# 4 Tips for Choosing Woodworking Hand Tools



## WoodworkingTalk (Dec 8, 2015)

> Being a woodworker, whether as a professional or a weekend hobbyist, makes you an important part of a rich, long-lasting tradition of art and culture. Since the dawn of time, wood has been used to create shelter, boats, farming implements, household items and art.
> 
> As civilizations around the world advanced, existing tools were improved and new tools were invented to cut and shape wood. Most of the woodworking hand tools in use today have changed little since ancient times. Fortunately, the art of using hand tools is making a comeback.

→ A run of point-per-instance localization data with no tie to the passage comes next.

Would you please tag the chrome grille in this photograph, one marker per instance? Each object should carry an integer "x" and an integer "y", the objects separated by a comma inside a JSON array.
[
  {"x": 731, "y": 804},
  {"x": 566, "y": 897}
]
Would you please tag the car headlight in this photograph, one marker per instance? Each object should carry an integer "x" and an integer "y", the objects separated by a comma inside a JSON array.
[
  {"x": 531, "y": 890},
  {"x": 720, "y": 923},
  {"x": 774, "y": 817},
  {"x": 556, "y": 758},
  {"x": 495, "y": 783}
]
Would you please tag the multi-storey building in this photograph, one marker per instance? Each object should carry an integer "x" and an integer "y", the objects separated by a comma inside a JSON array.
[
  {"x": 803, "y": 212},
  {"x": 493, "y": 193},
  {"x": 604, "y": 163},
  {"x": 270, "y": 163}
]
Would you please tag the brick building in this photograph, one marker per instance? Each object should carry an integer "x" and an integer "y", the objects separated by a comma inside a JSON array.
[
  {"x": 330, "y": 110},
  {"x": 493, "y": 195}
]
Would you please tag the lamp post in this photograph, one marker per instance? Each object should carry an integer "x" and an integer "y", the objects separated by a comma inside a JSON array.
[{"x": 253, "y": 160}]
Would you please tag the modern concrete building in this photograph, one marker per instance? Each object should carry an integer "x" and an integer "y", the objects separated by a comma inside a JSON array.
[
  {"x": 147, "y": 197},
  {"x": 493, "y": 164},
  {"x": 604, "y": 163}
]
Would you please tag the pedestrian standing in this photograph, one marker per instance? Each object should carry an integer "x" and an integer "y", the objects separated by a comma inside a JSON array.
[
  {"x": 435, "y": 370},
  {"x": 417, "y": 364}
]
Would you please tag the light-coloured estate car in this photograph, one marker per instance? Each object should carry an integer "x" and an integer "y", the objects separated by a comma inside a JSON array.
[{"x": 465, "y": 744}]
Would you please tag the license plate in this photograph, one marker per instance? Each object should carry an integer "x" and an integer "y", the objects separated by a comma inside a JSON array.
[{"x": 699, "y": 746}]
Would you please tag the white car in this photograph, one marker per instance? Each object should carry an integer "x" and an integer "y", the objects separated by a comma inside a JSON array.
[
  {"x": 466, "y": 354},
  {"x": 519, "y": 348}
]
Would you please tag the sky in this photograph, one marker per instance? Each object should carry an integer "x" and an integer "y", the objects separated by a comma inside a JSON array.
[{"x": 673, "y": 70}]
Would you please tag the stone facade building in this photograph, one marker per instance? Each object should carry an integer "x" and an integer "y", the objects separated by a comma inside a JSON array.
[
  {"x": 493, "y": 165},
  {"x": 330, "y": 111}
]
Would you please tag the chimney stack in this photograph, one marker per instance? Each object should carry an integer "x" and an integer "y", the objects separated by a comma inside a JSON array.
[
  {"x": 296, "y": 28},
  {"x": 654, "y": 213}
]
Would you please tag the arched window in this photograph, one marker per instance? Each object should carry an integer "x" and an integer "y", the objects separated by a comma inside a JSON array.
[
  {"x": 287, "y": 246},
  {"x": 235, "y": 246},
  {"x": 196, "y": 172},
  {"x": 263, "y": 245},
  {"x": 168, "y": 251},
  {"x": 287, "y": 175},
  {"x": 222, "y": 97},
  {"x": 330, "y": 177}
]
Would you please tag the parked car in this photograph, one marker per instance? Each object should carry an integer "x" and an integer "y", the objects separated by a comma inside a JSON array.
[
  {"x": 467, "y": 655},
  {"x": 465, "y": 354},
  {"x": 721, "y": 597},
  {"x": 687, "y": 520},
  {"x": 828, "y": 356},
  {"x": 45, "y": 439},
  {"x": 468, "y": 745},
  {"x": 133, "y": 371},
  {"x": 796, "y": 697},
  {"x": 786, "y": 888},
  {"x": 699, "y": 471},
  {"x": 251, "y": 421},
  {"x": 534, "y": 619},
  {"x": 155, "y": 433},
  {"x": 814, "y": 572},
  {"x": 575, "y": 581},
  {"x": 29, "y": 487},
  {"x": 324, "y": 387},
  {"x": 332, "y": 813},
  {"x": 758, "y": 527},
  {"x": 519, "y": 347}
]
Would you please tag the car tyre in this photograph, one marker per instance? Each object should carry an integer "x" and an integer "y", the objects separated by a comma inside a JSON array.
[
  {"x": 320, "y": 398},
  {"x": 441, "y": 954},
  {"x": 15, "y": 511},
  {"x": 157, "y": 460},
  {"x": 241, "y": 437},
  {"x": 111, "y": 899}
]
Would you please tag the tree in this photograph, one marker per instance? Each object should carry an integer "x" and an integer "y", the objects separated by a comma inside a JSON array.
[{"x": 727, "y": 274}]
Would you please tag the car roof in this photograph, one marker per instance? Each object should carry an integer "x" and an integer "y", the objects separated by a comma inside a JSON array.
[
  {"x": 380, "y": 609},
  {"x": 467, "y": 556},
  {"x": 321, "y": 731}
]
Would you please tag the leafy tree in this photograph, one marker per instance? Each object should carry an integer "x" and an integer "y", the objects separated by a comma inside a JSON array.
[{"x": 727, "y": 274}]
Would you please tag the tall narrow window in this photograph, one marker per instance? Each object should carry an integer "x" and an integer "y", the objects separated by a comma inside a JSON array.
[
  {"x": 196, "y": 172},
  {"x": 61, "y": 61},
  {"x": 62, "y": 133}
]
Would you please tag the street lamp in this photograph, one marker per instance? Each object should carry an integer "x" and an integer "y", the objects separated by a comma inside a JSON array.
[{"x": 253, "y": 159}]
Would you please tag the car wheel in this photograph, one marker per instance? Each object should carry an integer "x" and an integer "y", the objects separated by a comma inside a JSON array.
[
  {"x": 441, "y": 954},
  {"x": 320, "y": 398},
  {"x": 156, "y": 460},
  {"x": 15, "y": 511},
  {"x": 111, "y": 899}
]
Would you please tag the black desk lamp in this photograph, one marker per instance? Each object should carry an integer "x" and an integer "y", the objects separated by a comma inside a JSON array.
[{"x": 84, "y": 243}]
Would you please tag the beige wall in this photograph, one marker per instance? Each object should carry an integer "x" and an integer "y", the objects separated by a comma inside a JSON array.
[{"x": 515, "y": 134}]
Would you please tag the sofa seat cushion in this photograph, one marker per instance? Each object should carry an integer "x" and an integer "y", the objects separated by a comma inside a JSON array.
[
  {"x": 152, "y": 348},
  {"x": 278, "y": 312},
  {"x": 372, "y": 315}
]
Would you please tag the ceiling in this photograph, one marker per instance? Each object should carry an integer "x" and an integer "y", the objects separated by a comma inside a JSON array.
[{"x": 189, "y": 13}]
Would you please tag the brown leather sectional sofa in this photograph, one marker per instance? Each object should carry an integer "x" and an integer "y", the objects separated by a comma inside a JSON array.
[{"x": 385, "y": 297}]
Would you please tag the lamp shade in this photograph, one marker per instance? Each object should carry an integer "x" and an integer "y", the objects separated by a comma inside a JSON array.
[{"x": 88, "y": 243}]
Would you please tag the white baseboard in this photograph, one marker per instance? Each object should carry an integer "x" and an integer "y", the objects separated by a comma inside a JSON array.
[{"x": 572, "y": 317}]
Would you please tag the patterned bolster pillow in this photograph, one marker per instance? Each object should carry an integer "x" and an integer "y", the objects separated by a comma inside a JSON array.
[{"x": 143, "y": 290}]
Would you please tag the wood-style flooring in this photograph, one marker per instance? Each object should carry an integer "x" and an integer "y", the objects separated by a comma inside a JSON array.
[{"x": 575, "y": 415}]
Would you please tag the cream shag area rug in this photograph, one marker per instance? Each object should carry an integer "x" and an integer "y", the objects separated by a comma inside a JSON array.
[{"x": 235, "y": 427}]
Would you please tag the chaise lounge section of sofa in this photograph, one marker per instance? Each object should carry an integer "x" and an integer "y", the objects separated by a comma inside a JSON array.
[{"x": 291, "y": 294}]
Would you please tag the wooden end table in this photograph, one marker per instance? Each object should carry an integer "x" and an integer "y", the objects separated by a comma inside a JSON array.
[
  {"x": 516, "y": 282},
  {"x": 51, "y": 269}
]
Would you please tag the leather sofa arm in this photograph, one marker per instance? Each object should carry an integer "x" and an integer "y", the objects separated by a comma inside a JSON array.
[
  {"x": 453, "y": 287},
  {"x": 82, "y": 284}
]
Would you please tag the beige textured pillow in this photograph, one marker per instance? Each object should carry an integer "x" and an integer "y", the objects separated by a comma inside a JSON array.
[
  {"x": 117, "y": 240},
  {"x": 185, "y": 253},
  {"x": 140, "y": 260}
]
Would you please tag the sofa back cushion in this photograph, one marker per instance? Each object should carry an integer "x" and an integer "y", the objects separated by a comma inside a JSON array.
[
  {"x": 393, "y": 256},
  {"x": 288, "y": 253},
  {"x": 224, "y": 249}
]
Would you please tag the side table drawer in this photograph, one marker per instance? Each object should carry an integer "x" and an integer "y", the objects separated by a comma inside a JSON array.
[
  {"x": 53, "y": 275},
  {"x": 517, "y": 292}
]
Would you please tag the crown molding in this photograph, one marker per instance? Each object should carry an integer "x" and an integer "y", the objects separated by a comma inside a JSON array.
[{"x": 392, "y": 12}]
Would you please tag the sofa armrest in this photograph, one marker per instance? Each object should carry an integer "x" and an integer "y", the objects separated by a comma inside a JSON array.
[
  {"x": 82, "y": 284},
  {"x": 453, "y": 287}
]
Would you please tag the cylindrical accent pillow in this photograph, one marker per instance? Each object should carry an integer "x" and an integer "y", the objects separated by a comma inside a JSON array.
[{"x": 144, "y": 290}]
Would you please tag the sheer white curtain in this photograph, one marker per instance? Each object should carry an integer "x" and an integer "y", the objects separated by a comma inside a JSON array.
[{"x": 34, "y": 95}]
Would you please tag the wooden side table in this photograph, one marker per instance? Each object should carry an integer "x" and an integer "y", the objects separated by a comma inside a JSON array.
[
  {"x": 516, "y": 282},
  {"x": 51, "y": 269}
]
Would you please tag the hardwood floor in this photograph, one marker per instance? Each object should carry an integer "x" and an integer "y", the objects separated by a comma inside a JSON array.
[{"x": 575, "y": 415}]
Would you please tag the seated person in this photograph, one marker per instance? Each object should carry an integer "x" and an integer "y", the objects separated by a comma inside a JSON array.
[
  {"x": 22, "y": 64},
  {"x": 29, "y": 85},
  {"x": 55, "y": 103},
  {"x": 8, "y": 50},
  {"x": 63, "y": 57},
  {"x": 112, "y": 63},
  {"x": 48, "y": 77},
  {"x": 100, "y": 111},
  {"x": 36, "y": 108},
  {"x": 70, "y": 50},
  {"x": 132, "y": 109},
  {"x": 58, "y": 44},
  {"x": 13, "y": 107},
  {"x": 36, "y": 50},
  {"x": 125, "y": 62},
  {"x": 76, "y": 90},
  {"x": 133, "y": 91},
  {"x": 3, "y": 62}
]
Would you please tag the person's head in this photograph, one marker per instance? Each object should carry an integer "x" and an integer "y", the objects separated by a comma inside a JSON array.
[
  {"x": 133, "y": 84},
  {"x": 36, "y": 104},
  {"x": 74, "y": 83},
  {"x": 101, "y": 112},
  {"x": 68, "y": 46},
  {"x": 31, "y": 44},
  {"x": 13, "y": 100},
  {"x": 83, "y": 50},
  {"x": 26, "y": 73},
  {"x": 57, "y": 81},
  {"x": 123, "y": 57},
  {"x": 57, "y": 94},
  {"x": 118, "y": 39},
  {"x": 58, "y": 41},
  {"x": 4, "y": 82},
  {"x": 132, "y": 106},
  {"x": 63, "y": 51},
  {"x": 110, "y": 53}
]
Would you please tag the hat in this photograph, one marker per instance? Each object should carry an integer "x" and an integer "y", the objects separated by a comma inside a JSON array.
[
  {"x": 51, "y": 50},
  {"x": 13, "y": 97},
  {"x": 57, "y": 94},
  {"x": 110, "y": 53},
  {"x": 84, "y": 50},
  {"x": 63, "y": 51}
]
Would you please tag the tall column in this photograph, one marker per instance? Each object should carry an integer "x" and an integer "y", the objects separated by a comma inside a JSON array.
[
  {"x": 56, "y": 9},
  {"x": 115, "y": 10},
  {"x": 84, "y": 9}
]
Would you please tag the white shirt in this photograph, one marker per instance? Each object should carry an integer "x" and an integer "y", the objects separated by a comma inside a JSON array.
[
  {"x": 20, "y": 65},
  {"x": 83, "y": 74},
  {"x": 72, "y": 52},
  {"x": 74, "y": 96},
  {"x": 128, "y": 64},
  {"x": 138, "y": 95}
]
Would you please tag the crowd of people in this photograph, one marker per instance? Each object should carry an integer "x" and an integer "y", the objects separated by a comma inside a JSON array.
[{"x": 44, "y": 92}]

A growing number of novice and skilled woodworkers are “getting back to basics”.
> 
> Whether you’re just starting out or expanding your woodworking skills, it’s important to choose several basic, yet versatile hand tools. While few skilled woodworkers will agree on the exact same wish list, we’ve come up with a good sampling of must-haves.


*
Read More*:
http://www.woodworkingtalk.com/articles/4-tips-for-choosing-woodworking-hand-tools/


----------



## Diana Puspitasari (Nov 26, 2016)

Thanks for the tips


----------



## Larry42 (Jan 10, 2014)

I love my hand tools. You left off cabinet scrapers. Faster than sand paper. Anyone can make a good scrub plane, highly efficient at removing twist from a plank quickly. I turned my mallet from Osage many years ago. The round form lets you know if you hit on center and you don't have to even look at it while driving a chisel. An old cast iron plane can be made into a good one by tuning it. Most new ones have the sole finished on a belt sander producing dips at the throat. Old ones aren't necessarily better but the iron has had a chance to stabilize. A traditional bench with two vices and dogs makes work much easier.


----------